Exploration of novel imaging agents and therapeutic targets for neurotrauma

[Truncated] The development of effective neuroprotective strategies to treat injury of the central nervous system (CNS) is an unresolved therapeutic challenge which requires innovative multidisciplinary research. Calcium dysregulation, mitochondrial dysfunction, and oxidative stress have been identified as key mediators which influence cellular death in CNS tissues and calcium influx through AMPA receptors is known to contribute to these processes. Regulation of calcium influx through the use of therapeutic drugs has not proven successful thus far, prompting further research into new treatment strategies to limit the contribution of calcium influx to cell death following neurotrauma.

Nanotechnology-based drug delivery is emerging as a potential CNS therapeutic strategy. Concurrently, the tracking of nanoparticle biodistribution is becoming increasingly important in nanotechnology research and in clinical trials, to ensure appropriate delivery of encapsulated or linked therapeutics and minimising off-target effects. To this end the development of advanced nanomaterials capable of supporting imaging through multiple platforms represents an important area of research. Upconversion nanoparticles are new potential candidates for biological imaging probes, possessing advantageous physical properties when compared with traditional fluorophores. However, in order to utilise such materials appropriately it is necessary to understand their fundamental imaging properties.
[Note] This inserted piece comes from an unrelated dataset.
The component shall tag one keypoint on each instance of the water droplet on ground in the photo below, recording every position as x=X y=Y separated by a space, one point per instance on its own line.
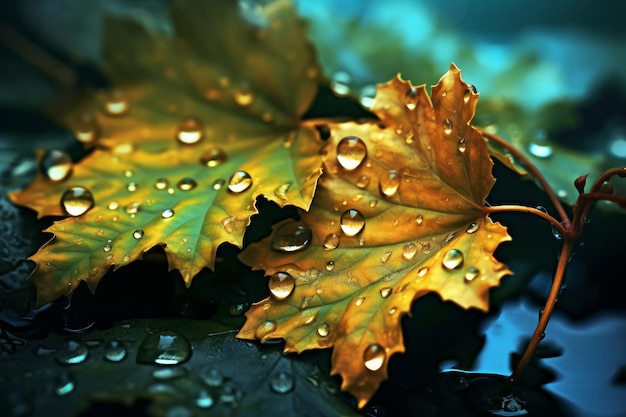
x=164 y=347
x=77 y=201
x=291 y=237
x=351 y=151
This PhD program has focussed on two areas leading towards the development of novel therapeutic strategies to treat CNS injury. The first area is directed at better understanding the development of multimodal imaging platforms using upconversion nanomaterials. The second area is focussed around the search for a suitable target to limit calcium influx, with the eventual aim of designing a therapeutic nanoparticle system.
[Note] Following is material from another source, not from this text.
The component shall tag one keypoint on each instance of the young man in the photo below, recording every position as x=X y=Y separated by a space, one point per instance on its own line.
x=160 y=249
The emission properties of lanthanide doped, upconverting nanoparticles were analysed in the presence of superparamagnetic iron oxide nanoparticles in the solid state. In this work, two sizes of upconverting nanoparticles were investigated and it was found that in solid state mixtures, iron oxide not only imparts a quenching effect, but also a previously unreported laser-power dependent thermal effect, causing a reduction of the emissions of upconversion nanoparticles. The thermal effect on the upconversion nanoparticles, imparted by iron oxide was monitored via luminescent nano-thermometry through analysis of the upconversion nanoparticle emissions. The study highlighted that the thermal effects of mixed nanoparticle systems should be considered in the design of solid-state luminescent upconverting hybrid materials. Multimodal polymeric nanoparticles were synthesised via a non-spontaneous microemulsion, co-encapsulating superparamagnetic nanoparticles and upconversion nanoparticles, for tracking via MRI and near-infrared imaging respectively. The magnetic properties of these nanoparticles were analysed and their suitability as imaging probes was assessed in vitro in PC-12 cells. Cellular uptake of the polymeric nanoparticles was observed through intra-cellular upconversion emissions and these nanoparticles had no impact on cellular viability, even at very high concentrations. Polymeric constructs containing either 10 nm a-NaYF4:Yb,Er or 50 nm b-NaYF4:Yb,Er mixed with 6 nm magnetite nanoparticles were compared and it was found that the combination of 50 nm b- NaYF4:Yb,Er with 6 nm magnetite nanoparticles exhibited favourable, dual optical and magnetic properties. It was concluded that the size and the phase of the upconverting nanoparticles are important technical considerations when designing multimodal probes incorporating upconverting nanoparticles. These results suggest that upconverting magnetic nanoparticles may be useful as advanced nanoparticulate tracking agents in the CNS and other tissues.